Les mille vaisseaux, poussés à l’arrière par le souffle des vents,

s’installent, après de multiples épreuves, sur le littoral de Phrygie.

 

Devant Troie : Protésilas et Hector - Cygnus, métamorphosé en cygne, et Achille (12, 39-145)

La Renommée, Fama, du haut de sa demeure aux confins de l’univers, lieu de convergence et de transmission de nouvelles, vraies et fausses, séjour aussi d’abstractions personnalisées, observe et diffuse tout ce qui se passe dans l’univers. (12, 39-63)

Ainsi annonce-t-elle en Phrygie l’arrivée des vaisseaux grecs, que les Troyens attendent de pied ferme. Dès les premiers engagements sont évoqués Hector et Achille, les deux adversaires les plus représentatifs de l’Iliade. Hector abat Protésilas, cependant qu’Achille s’acharne en vain contre Cygnus. (12, 64-81)
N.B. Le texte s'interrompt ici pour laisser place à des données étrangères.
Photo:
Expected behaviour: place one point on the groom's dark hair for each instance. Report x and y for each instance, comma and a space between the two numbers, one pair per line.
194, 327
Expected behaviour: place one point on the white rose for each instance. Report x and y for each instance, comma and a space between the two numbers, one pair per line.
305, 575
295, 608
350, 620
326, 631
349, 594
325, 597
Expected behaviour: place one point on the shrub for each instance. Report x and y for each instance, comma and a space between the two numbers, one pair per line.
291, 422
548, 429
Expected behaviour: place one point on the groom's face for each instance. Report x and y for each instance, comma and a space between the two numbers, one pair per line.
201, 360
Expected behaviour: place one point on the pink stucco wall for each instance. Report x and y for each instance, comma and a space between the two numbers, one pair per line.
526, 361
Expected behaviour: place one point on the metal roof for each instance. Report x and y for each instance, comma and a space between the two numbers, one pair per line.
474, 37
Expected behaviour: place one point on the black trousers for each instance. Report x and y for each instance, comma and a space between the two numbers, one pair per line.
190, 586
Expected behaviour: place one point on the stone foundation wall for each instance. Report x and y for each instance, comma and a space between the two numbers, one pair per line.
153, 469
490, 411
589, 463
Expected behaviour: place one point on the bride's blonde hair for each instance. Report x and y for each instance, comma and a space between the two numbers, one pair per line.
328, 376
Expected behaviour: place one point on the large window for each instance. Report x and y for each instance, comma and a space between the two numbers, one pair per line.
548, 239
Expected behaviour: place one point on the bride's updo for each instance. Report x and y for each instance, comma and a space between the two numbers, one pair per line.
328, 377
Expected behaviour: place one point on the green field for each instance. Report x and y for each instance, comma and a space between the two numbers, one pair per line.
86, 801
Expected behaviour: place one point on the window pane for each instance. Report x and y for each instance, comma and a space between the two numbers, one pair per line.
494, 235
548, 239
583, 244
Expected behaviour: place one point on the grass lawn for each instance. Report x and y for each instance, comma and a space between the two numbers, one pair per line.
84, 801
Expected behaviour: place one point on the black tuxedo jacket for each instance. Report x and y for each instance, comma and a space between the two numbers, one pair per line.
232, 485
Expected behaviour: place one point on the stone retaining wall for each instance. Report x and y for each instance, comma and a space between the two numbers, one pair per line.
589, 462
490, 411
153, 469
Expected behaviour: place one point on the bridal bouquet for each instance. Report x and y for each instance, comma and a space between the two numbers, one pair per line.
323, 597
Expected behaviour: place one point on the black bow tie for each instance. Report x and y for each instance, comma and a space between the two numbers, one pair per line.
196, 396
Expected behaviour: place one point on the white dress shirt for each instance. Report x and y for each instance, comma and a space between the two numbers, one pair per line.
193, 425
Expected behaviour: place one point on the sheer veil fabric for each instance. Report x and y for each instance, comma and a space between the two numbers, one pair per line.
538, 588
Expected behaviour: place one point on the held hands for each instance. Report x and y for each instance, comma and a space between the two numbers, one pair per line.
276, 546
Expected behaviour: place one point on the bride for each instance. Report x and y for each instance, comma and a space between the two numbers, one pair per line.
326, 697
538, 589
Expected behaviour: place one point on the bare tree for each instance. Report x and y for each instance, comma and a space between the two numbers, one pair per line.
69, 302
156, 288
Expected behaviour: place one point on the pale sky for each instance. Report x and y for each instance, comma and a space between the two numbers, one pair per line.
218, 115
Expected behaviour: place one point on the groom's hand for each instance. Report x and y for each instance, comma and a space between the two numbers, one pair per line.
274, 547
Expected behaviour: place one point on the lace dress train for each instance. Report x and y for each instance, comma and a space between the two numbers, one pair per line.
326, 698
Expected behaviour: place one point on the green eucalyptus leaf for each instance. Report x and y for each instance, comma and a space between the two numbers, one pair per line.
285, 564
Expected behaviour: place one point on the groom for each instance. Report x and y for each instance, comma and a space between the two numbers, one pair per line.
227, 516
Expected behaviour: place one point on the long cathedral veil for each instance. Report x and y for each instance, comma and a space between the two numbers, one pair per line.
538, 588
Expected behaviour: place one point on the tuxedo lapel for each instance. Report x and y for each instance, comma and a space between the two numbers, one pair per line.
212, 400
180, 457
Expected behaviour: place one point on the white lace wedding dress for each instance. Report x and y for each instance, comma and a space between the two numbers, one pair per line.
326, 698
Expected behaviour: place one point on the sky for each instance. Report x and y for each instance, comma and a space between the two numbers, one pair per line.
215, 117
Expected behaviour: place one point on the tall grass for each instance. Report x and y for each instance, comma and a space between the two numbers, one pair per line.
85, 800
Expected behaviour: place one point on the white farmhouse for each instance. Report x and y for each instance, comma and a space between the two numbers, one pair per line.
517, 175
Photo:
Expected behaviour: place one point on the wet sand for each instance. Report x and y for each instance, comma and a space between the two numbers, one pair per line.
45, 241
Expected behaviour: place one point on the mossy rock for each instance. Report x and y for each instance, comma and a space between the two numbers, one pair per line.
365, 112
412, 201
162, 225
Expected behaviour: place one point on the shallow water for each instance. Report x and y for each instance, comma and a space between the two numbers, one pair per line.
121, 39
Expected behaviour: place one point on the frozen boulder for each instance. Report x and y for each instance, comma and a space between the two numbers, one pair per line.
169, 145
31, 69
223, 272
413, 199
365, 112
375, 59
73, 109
En effet, Cygnus doit à son père Neptune d’être invulnérable aux traits. Achille, peu accoutumé à l’échec, énumère tous ses hauts faits depuis le début de l’expédition contre Troie ; il teste ses capacités en tuant l’obscur Ménétès, qui se trouvait devant lui, et quand il s’est rassuré, il retire le trait du corps de sa victime. Mais les traits qu’il lance contre Cygnus restent toujours sans effet. Finalement, il poursuit et coince contre un rocher son adversaire, qui lui échappe une fois de plus en étant métamorphosé en cygne par Neptune. (12, 82-145)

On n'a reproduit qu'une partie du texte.